Alkyl- and Aryl-Substituted Corroles. 4. Solvent Effects on the Electrochemical and Spectral Properties of Cobalt Corroles

Solvent effects on the electrochemistry and spectroscopic properties of alkyl- and aryl-substituted corroles in nonaqueous media are reported. The oxidation and reduction of six compounds containing zero to seven phenyl or substituted phenyl groups on the macrocycle were studied in four different nonaqueous solvents (CH2Cl2, PhCN, THF, and pyridine) containing 0.1 M tetra-n-butylammonium perchlorate. Dimers were formed upon oxidation of all corroles in CH2Cl2, but this was not the case in the other three solvents, where either monomers or dimers were formed upon oxidation depending upon the solvent Gutmann donor number and the number or location of aryl substituents on the macrocycle.
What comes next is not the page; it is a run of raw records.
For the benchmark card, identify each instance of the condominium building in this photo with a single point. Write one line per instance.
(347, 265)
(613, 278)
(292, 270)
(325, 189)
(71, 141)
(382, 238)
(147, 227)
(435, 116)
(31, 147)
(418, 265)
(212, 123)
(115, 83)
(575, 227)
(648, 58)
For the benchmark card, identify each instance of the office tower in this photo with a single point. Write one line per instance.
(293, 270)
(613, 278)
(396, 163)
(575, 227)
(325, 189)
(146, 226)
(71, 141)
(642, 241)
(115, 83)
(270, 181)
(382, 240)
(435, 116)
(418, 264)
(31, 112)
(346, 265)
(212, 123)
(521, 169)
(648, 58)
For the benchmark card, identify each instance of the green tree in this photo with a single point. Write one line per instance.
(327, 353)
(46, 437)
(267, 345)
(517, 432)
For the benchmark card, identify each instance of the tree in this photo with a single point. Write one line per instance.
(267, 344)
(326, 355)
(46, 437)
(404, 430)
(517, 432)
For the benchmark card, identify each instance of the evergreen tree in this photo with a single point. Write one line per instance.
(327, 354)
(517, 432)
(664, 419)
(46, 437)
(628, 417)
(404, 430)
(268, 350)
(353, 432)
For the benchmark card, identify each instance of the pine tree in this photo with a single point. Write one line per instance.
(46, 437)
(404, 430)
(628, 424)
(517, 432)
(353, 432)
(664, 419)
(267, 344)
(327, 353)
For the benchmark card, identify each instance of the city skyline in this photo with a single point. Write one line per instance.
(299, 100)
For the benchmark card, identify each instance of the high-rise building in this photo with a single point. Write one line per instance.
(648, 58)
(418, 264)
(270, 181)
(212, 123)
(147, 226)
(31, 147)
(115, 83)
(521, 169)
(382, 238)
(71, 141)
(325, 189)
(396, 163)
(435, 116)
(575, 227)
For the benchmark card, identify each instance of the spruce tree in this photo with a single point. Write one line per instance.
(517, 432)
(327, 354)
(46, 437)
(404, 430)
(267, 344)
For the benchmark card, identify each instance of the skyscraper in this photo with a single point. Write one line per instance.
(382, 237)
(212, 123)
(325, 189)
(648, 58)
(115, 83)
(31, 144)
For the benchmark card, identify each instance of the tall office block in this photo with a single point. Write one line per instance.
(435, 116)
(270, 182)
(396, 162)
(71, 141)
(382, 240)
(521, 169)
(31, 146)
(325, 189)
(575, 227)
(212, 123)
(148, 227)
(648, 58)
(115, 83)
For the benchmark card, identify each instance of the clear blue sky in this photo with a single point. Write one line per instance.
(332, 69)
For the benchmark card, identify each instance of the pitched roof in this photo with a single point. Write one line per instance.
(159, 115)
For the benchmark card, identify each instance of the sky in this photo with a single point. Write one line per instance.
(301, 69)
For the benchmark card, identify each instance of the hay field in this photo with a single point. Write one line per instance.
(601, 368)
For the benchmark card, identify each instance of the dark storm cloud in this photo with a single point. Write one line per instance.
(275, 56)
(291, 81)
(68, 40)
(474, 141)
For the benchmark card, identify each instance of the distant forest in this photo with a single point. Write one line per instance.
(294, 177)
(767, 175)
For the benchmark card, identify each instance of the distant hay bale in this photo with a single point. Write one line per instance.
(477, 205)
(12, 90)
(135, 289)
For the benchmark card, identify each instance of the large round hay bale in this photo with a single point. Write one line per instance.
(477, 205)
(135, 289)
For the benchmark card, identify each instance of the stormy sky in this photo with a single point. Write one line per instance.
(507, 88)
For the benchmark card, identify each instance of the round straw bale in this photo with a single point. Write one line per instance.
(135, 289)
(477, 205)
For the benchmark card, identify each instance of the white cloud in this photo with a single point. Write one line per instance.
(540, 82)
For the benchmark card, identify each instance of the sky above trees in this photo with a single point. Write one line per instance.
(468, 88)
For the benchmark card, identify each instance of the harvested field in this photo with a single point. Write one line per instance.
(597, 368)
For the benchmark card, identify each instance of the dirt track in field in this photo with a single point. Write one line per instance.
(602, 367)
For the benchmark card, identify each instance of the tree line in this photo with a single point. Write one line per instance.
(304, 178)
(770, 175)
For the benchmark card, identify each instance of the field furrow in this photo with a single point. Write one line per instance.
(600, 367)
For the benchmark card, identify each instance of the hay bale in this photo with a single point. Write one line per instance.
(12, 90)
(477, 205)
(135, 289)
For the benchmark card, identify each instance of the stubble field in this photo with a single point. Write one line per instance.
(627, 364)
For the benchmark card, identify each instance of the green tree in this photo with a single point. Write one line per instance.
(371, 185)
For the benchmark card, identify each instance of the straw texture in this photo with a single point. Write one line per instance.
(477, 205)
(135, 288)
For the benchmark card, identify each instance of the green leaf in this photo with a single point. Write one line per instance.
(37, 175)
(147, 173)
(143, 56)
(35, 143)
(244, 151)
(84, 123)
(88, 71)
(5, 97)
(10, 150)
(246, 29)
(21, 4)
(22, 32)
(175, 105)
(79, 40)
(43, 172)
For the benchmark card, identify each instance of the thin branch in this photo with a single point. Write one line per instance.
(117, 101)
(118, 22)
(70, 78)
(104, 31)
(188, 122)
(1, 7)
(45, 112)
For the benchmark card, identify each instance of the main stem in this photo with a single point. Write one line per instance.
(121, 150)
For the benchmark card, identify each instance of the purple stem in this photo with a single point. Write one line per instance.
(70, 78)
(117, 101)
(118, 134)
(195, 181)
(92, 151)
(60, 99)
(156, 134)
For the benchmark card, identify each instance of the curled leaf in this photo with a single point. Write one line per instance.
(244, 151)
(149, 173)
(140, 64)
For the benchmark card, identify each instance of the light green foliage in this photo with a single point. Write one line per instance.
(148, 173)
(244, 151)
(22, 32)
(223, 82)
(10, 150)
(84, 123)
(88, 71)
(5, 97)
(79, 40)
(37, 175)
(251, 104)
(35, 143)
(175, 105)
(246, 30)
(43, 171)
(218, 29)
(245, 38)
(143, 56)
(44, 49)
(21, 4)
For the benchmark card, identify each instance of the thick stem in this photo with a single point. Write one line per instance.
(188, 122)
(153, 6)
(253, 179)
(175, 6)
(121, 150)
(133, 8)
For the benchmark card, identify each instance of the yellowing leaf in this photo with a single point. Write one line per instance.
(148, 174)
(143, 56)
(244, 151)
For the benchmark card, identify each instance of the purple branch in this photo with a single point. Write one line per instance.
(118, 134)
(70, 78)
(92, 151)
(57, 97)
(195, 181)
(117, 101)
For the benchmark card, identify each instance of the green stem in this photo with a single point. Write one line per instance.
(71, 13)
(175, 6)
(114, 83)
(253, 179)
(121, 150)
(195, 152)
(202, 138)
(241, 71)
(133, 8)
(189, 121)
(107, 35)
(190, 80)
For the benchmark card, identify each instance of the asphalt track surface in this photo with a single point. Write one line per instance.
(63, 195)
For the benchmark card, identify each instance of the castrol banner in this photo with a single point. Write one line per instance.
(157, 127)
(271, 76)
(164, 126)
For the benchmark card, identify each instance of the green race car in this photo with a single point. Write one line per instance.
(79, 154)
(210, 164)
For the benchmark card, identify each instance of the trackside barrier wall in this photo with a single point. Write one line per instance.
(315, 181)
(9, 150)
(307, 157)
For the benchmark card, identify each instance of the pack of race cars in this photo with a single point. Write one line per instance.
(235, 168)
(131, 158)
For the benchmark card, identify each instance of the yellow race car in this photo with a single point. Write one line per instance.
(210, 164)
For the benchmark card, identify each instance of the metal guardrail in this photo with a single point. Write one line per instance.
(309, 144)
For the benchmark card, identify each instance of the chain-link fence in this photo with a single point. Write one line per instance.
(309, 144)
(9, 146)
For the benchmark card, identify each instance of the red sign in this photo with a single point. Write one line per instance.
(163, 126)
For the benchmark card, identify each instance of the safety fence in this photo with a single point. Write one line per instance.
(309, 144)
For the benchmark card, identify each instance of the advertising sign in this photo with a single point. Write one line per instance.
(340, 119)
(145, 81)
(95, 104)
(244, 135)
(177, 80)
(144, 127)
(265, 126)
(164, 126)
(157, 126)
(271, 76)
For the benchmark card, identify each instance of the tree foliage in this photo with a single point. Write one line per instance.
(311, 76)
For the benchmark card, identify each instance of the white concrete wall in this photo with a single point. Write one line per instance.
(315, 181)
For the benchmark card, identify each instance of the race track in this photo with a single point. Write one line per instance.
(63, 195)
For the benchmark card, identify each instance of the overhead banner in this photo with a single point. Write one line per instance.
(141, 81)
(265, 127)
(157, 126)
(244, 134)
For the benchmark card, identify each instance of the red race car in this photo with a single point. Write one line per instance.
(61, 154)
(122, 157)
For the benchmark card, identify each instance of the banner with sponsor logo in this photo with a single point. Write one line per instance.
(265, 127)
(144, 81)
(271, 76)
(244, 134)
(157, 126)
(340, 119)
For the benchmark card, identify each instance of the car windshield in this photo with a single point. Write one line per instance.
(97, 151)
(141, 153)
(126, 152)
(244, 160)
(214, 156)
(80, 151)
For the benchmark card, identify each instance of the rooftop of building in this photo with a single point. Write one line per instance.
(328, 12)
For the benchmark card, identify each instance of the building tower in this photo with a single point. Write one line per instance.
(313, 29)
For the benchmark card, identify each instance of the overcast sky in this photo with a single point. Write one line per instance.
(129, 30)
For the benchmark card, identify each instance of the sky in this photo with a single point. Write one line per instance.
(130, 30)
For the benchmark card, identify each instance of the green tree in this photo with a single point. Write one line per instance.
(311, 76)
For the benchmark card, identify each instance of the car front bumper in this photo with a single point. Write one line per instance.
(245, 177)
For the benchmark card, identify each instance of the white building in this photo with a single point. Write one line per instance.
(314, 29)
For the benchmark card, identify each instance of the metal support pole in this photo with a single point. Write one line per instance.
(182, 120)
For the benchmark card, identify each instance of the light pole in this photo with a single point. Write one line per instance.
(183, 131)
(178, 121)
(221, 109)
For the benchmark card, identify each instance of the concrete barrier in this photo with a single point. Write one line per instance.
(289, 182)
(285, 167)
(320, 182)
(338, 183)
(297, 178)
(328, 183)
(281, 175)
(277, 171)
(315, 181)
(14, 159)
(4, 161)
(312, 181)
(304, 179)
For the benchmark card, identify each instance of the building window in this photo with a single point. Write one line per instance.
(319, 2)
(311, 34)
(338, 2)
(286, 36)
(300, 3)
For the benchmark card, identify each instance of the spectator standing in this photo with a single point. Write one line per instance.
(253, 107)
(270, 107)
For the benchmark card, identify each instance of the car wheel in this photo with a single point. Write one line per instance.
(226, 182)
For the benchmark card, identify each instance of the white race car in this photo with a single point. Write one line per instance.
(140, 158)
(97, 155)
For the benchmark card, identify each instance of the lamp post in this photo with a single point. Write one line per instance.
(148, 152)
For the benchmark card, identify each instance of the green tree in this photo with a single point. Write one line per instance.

The half-wave potentials were analyzed as a function of the number of aryl substituents on the macrocycle as well as the concentration of added pyridine to PhCN solutions of the compound, and these data were combined with data from the spectroelectrochemistry experiments to determine the stoichiometry of the species actually in solution after the first oxidation or first reduction of each compound. The results of these experiments indicate that reduction of the bispyridine adduct (Cor)CoIII(py)2 proceeds via the monopyridine complex (Cor)CoIII(py) to give in each case the unligated cobalt(II) corrole [(Cor)CoII]-. In contrast, pyridine remains coordinated after electrooxidation, and the final product was characterized as [(Cor)CoIII(py)2]+.